Prompt engineering improves phrasing — not legal understanding.

Why RAG Is Not Sufficient Either

Retrieval-Augmented Generation (RAG) is often presented as the solution to hallucinations.
In legal reasoning, it is not.

What RAG actually does

  • Retrieves text fragments from documents
  • Injects them into a prompt
  • Lets the LLM summarize or rephrase

This supports citation — not reasoning.

Structural limits of RAG in legal use cases

  1. Chunking breaks legal logic
    Legal meaning depends on structure, cross-references, and exceptions — not isolated paragraphs.
  2. Retrieval is not relevance
    The most similar text is often not the legally decisive one.
  3. Conflicting rules remain unresolved
    RAG cannot determine which rule overrides another.
  4. Inconsistent answers
    The same question can produce different outputs.

RAG may reduce some hallucinations — but it cannot eliminate them.

Legal AI Requires Structure, Not Just Text

Law is not a document problem. It is a system problem.

Legal reasoning requires:

  • Explicit relationships
  • Rule hierarchies
  • Conditional logic
  • Jurisdictional boundaries
  • Temporal validity

These cannot be inferred reliably from raw text. They must be modeled explicitly.

How Jurilo Was Built

Jurilo is not a chatbot. It is a legal reasoning system.

1. Trained on curated, verified legal data

  • Structured, versioned Swiss statutes
  • Verified interpretations from legal partners
  • Case law with outcomes and reasoning paths

No scraped web noise. No generic summaries.

2. Explicit Legal Context

Jurilo does not guess context.
It explicitly models:

  • Jurisdiction
  • Legal domain
  • Role perspective (HR, employer, employee, fiduciary)
  • Temporal validity

Ambiguity is removed before reasoning begins.

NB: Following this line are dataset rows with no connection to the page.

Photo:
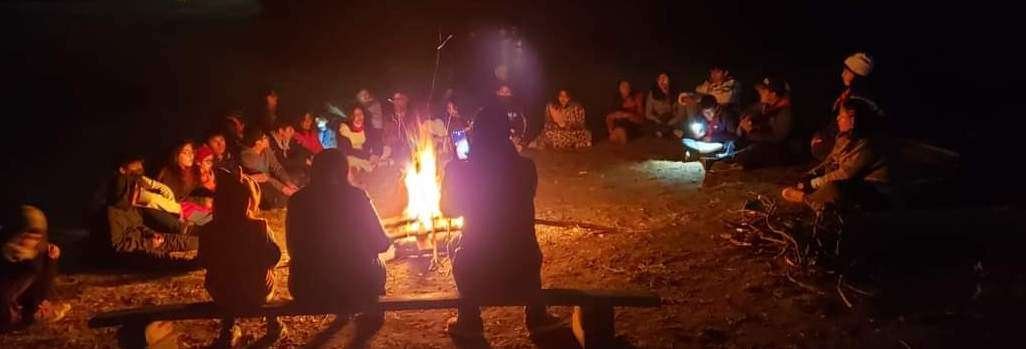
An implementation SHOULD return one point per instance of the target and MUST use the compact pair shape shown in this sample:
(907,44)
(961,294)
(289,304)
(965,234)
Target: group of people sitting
(333,236)
(206,198)
(855,152)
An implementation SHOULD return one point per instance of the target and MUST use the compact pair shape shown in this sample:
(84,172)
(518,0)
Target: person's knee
(831,194)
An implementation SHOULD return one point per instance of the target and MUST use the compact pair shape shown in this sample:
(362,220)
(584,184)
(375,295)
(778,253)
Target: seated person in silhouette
(333,239)
(498,257)
(239,256)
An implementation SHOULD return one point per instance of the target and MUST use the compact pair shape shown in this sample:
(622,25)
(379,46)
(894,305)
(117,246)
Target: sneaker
(276,328)
(464,330)
(50,312)
(229,338)
(793,195)
(546,324)
(367,323)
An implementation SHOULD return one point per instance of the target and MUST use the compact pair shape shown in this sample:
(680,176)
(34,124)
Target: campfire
(422,220)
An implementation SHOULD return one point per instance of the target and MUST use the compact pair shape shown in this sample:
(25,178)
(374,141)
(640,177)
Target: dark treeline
(85,83)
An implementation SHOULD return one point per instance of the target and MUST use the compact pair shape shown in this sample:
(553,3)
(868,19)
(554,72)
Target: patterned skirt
(565,139)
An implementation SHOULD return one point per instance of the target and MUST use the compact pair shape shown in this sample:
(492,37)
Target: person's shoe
(229,338)
(368,322)
(276,328)
(793,195)
(49,312)
(464,330)
(545,324)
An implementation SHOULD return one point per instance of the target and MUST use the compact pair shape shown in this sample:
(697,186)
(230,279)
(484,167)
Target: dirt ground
(666,218)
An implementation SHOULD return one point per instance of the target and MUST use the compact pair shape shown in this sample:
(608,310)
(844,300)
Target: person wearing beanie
(765,129)
(855,77)
(722,86)
(28,268)
(494,191)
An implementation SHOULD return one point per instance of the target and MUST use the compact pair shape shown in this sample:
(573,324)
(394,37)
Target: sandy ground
(666,216)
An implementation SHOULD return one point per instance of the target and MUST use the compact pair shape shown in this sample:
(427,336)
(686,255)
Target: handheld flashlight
(698,127)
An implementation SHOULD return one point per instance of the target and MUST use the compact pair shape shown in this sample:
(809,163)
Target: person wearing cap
(662,110)
(141,221)
(494,190)
(859,168)
(376,115)
(28,268)
(292,156)
(763,131)
(239,255)
(855,77)
(711,130)
(722,86)
(259,161)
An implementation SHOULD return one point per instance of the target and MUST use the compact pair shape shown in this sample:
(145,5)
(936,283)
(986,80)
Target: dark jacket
(499,250)
(333,239)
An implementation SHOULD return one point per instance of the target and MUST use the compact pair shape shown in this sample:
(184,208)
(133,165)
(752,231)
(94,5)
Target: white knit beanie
(860,63)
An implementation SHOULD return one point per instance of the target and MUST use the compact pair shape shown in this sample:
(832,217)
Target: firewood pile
(810,245)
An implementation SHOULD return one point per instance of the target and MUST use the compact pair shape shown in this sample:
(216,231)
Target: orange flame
(423,178)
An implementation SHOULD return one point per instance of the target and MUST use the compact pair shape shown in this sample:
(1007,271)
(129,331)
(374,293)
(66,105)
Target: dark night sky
(81,84)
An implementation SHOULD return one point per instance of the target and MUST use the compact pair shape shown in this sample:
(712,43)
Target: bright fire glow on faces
(697,127)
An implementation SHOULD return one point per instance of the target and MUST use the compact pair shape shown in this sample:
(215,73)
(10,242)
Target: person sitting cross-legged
(711,132)
(239,256)
(858,170)
(28,268)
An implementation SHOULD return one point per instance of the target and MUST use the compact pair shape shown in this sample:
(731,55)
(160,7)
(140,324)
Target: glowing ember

3. Graph-Based Legal Reasoning

At its core, Jurilo uses a legal knowledge graph.

Instead of:

Question → Prompt → Text

Jurilo follows:

Question → Context resolution → Graph traversal → Rule evaluation → Structured answer

  • Laws are nodes
  • Exceptions are edges
  • Dependencies are explicit
  • Conflicts are resolved deterministically

Language explains the result — it does not create it.

Why Hallucinations Drop to Near Zero

Hallucinations occur when models must invent missing structure.

Jurilo does not need to invent:

  • The structure already exists
  • Reasoning paths are constrained
  • Outputs are validated against known rules

If something is unknown, Jurilo states this clearly.

That is how hallucinations move from “likely” to near zero.

Why This Matters

For HR managers, SMEs, fiduciaries, and legal teams:

  • One wrong answer can trigger legal risk
  • Inconsistency erodes trust
  • “Sounds plausible” is unacceptable

Legal AI must behave like:

  • A junior lawyer with perfect recall
  • A compliance system with explanations
  • A decision-support tool — not a chatbot

That is what Jurilo was designed to be.

The Bottom Line

Prompting and RAG are useful techniques — not legal systems.

Legal AI requires:

  • Structured knowledge
  • Explicit context
  • Deterministic reasoning
  • Verifiable outputs

Legal AI does not need better prompts. It needs better foundations.